Find all points P such that $\frac{BC}{PH_A}+\frac{AC}{PH_B}+\frac{AB}{PH_C}$ is minimum

Question

ABC is any triangle, we choose P, an interior point. The point P is projected orthogonally on the lines (BC),(AC) and (AB) respectively in $H_A$, $H_B$ and $H_C$. Find all points P such that :

$$ \frac{BC}{PH_A}+\frac{AC}{PH_B}+\frac{AB}{PH_C} $$

is minimum.

Can you help me to have a start please?

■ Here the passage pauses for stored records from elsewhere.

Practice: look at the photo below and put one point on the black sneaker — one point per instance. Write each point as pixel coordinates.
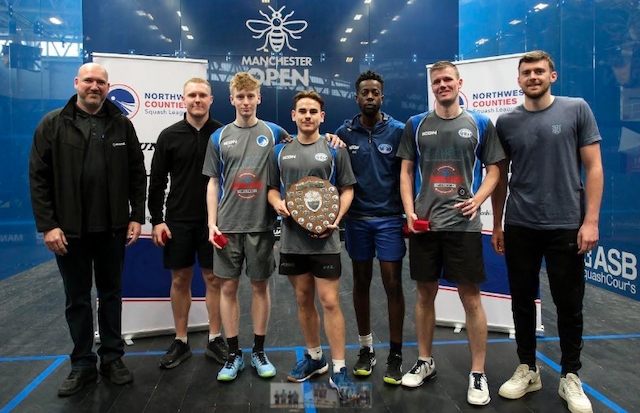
(393, 375)
(366, 361)
(176, 354)
(76, 380)
(116, 372)
(217, 350)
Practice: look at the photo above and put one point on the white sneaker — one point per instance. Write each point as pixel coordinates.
(478, 393)
(571, 390)
(522, 382)
(419, 373)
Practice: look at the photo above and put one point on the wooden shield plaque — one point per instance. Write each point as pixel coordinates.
(313, 203)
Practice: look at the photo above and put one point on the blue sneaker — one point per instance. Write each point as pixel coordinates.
(343, 384)
(261, 363)
(307, 367)
(232, 366)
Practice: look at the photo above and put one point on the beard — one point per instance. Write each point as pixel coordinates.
(370, 111)
(537, 95)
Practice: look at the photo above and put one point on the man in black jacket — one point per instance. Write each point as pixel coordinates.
(88, 182)
(179, 153)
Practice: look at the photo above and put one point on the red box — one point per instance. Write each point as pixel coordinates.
(220, 239)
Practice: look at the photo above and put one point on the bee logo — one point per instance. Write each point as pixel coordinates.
(276, 30)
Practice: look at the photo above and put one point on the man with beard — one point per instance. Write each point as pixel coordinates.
(442, 153)
(180, 153)
(550, 214)
(373, 225)
(88, 182)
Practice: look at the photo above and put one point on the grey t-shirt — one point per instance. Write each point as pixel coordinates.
(448, 156)
(546, 190)
(290, 163)
(238, 157)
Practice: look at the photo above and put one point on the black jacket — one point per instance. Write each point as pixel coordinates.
(55, 170)
(180, 152)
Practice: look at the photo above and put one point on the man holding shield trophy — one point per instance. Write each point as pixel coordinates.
(310, 243)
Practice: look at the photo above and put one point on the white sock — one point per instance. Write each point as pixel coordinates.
(366, 341)
(337, 365)
(315, 353)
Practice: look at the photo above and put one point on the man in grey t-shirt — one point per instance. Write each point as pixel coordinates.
(312, 262)
(236, 163)
(547, 139)
(442, 156)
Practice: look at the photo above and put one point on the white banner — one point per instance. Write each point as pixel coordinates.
(149, 91)
(489, 86)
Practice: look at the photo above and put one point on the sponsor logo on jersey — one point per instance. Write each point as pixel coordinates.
(385, 148)
(445, 180)
(321, 157)
(246, 185)
(262, 141)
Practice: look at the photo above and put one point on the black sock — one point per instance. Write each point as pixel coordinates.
(232, 342)
(395, 348)
(258, 343)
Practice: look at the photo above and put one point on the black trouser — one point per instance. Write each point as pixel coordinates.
(104, 251)
(524, 250)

I have been looking with the areas of small triangles but I don't know how to do it.

regards

Answer 1

Let:

$PH_A=x$, $PH_B=y$, $PH_C=z$

and altitudes from A, B and C as $h_a$, $h_b$, and $h_c$ for sides a, b and c respectively.It can be shown that:

$$\frac x{h_a}+\frac y{h_b}+\frac z{h_c}=1$$

Or:

$$\frac ax{ah_a}+\frac by{bh_b}+\frac cz{ch_c}=1$$

$ah_a=bh_b=ch_c=2S$

where S is the area of triangle, so we have to minimize $f(x, y, z)=A=\frac a x+\frac b y+\frac c z$

subjected to $g(x, y, z)=ax+by+cz-2S$

We use Lagrange multiplier; we have:

$$\mathcal {L}(x, y, z, \lambda)=f(x, y, z)+\lambda g(x, y, z)$$

Taking partial derivative we get:

$$-\frac{a}{x^2}-\frac{b}{y^2}-\frac{c}{z^2}+\lambda(a+b+c)=0$$

which gives:

$$a\big(\lambda-\frac 1 {x^2}\big)+b\big(\lambda-\frac 1 {y^2}\big)+c\big(\lambda-\frac 1 {z^2}\big)=0$$

which gives:

$$\big(\lambda-\frac 1 {x^2}\big)=\big(\lambda-\frac 1 {y^2}\big)=\big(\lambda-\frac 1 {z^2}\big)=0$$

Or:

$$x=y=z$$

Or we may put $\lambda =\frac 1x$, $\lambda =\frac 1y$ and $\lambda =\frac 1z$ in $g(x, y, z) $ and get:

$\frac a{\lambda}+\frac b{\lambda}+\frac c{\lambda}=2S \Rightarrow \lambda=\frac{a+b+c}{2S}$

putting this in $f(x, y, z)$ we get:

$$f(x, y, z)=A=\frac{(a+b+c)^2}{2S}$$

which is minimum of A.

Answer 2

Here is a few hints towards one way to solve the problem:

Consider the areas of the triangles $S_A=(PBC)~,~S_B=(PAC)~,~S_C=(PAB), S=(ABC)$. Note that $S_A+S_B+S_C=S$ and that the quantity that we seek to minimize is

$$Q=\frac{BC}{PH_A}+\frac{AC}{PH_B}+\frac{BA}{PH_C}=\frac{a^2}{2S_A}+\frac{b^2}{2S_B}+\frac{c^2}{2S_C}$$

and the problem can be recast as the minimization of the quantity $Q(S_A, S_B,S_C)$ under the constraint $h(S_A,S_B,S_C)=S_A+S_B+S_C=S$ (why can there not be more constraints?) This problem can be solved in various ways but the most elegant one is to use the Cauchy-Schwarz inequality (how?) to conclude that

$$\frac{a^2}{2S_A}+\frac{b^2}{2S_B}+\frac{c^2}{2S_C}\geq\frac{(a+b+c)^2}{2S}$$

The equality holds only when $PH_A=PH_B=PH_C$ (why?). This is obeyed by the incenter of the triangle. This solution is also unique, because $Q-\lambda h$ is convex whenever the areas of the triangles are positive (which is trivially true in the interior of $ABC$).